Dengan segenap keberanian, Raka meletakkan ketiga Kristal di dasar Pohon
Kehidupan. Cahaya yang begitu terang memancar dari pohon itu, mengusir
kegelapan dan mengembalikan kehidupan ke Aurathia.
Kaela tersenyum lemah. "Kau berhasil, Raka. Aurathia selamat..."
Raka menatapnya dengan mata berkaca-kaca. "Ini bukan karena aku. Kita
melakukannya bersama."
Setelah semuanya selesai, Kaela membuka gerbang kembali ke dunia asal Raka.

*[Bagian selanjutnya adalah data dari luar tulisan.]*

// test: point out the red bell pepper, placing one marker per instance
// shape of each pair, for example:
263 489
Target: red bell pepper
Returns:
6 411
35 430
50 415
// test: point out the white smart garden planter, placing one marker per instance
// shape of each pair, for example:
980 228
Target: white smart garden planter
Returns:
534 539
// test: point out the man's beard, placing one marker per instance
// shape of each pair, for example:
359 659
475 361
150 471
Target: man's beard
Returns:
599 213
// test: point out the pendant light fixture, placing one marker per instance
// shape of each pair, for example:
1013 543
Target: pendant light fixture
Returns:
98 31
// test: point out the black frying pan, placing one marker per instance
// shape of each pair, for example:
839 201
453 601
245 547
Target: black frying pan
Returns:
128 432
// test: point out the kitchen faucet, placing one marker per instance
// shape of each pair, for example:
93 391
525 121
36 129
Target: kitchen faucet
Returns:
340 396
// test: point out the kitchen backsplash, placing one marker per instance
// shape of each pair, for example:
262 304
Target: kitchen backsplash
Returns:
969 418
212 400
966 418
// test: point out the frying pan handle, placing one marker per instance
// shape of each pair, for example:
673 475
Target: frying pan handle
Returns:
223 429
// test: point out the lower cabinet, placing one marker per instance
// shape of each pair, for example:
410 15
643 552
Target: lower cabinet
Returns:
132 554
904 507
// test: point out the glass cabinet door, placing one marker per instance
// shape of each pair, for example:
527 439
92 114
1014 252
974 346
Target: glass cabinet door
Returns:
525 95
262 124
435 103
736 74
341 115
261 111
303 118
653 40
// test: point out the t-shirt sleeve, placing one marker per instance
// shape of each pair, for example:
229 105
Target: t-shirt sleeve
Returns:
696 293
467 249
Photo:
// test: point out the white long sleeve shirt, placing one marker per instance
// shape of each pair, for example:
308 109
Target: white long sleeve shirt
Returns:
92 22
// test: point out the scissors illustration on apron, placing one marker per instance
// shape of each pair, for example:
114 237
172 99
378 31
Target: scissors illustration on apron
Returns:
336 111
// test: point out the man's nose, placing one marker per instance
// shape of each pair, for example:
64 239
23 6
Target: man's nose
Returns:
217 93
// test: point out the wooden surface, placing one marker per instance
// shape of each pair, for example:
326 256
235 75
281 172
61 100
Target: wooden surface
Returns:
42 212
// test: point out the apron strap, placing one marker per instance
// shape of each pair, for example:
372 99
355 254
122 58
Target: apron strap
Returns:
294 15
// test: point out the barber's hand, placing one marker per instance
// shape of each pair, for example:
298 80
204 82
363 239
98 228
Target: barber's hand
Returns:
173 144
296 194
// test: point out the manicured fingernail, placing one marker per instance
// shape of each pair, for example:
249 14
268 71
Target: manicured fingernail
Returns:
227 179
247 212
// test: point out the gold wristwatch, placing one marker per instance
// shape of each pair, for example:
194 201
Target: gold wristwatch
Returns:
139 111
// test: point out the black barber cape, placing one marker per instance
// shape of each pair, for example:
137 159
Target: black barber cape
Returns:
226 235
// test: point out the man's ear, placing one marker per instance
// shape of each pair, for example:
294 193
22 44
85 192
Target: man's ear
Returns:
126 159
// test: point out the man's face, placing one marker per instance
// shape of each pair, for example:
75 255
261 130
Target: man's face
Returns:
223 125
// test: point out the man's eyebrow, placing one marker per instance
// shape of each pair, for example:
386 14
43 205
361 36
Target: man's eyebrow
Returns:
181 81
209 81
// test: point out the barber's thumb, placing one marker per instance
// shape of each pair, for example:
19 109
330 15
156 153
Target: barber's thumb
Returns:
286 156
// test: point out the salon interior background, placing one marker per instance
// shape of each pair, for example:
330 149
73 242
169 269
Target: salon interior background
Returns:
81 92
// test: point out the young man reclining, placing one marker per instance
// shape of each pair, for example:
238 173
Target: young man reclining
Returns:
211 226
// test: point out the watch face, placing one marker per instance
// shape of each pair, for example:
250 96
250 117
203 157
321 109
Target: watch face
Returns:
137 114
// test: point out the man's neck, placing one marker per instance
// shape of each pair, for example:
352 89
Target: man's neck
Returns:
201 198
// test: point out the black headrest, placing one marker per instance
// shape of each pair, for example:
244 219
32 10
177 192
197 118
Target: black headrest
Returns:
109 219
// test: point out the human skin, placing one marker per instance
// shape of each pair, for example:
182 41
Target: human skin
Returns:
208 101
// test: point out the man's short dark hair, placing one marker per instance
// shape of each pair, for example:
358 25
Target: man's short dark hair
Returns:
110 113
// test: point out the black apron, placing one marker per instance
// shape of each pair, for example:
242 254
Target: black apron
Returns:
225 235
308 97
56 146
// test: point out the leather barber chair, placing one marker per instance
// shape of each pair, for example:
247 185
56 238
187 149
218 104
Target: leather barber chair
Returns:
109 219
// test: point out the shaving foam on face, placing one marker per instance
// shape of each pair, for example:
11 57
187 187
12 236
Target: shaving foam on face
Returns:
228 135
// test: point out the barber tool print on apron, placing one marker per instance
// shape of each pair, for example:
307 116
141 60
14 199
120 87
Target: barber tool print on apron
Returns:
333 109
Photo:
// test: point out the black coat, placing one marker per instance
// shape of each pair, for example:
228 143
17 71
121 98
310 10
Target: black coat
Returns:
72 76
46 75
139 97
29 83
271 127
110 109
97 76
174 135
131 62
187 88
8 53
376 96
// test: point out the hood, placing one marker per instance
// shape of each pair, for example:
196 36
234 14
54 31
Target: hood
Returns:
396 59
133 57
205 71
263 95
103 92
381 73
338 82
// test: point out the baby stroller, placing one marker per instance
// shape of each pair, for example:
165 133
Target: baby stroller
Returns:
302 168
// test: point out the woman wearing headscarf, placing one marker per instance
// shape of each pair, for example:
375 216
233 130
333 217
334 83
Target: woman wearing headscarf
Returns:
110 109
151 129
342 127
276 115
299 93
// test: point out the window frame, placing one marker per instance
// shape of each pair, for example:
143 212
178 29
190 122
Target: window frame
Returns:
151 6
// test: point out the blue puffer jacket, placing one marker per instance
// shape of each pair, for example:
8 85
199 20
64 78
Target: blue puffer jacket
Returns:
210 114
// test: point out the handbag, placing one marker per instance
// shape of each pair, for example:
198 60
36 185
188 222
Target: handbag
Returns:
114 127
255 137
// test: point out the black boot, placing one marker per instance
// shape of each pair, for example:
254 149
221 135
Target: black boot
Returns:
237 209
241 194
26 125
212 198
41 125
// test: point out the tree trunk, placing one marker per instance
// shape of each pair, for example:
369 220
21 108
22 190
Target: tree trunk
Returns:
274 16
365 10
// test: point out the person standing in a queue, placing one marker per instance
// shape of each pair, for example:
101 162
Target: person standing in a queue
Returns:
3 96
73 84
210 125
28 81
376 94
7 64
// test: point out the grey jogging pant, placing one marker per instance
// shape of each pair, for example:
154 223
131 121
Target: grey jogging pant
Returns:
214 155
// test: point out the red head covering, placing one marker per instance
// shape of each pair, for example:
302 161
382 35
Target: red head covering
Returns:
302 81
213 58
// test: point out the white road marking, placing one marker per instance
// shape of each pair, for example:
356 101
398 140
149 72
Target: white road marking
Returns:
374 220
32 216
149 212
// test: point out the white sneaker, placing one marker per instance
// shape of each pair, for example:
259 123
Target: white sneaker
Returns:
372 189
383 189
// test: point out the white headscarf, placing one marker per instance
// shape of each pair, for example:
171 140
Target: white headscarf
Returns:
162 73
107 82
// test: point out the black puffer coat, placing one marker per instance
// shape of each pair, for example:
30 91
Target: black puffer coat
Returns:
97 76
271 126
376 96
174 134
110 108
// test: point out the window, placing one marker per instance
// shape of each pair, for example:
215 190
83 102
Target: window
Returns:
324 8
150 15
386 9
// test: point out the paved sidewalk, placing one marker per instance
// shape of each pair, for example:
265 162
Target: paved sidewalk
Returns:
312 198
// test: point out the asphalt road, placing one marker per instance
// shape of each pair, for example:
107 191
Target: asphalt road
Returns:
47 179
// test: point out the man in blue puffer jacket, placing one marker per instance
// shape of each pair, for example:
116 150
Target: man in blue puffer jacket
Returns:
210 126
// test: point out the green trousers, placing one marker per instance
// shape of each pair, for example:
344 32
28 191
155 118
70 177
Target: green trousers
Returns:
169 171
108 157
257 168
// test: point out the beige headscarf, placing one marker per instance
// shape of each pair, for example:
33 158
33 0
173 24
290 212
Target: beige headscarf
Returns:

"Waktumu di sini telah usai," kata Kaela. "Tapi Aurathia akan
selalu menjadi bagian dari dirimu."
Raka melangkah mundur, menatap dunia yang telah menjadi bagian dari
perjalanannya. "Aku tidak akan melupakanmu, Kaela. Dan aku akan kembali
suatu hari nanti."
Kaela tersenyum. "Aku akan menunggumu."
Dengan langkah berat, Raka melangkah kembali ke lingkaran cahaya. Saat ia
membuka matanya, ia sudah kembali di hutan kecil di ujung desa. Pohon besar itu
masih berdiri di sana, tetapi cahaya biru telah menghilang. Namun, Raka tahu
bahwa dunia itu nyata. Dan petualangannya baru saja dimulai.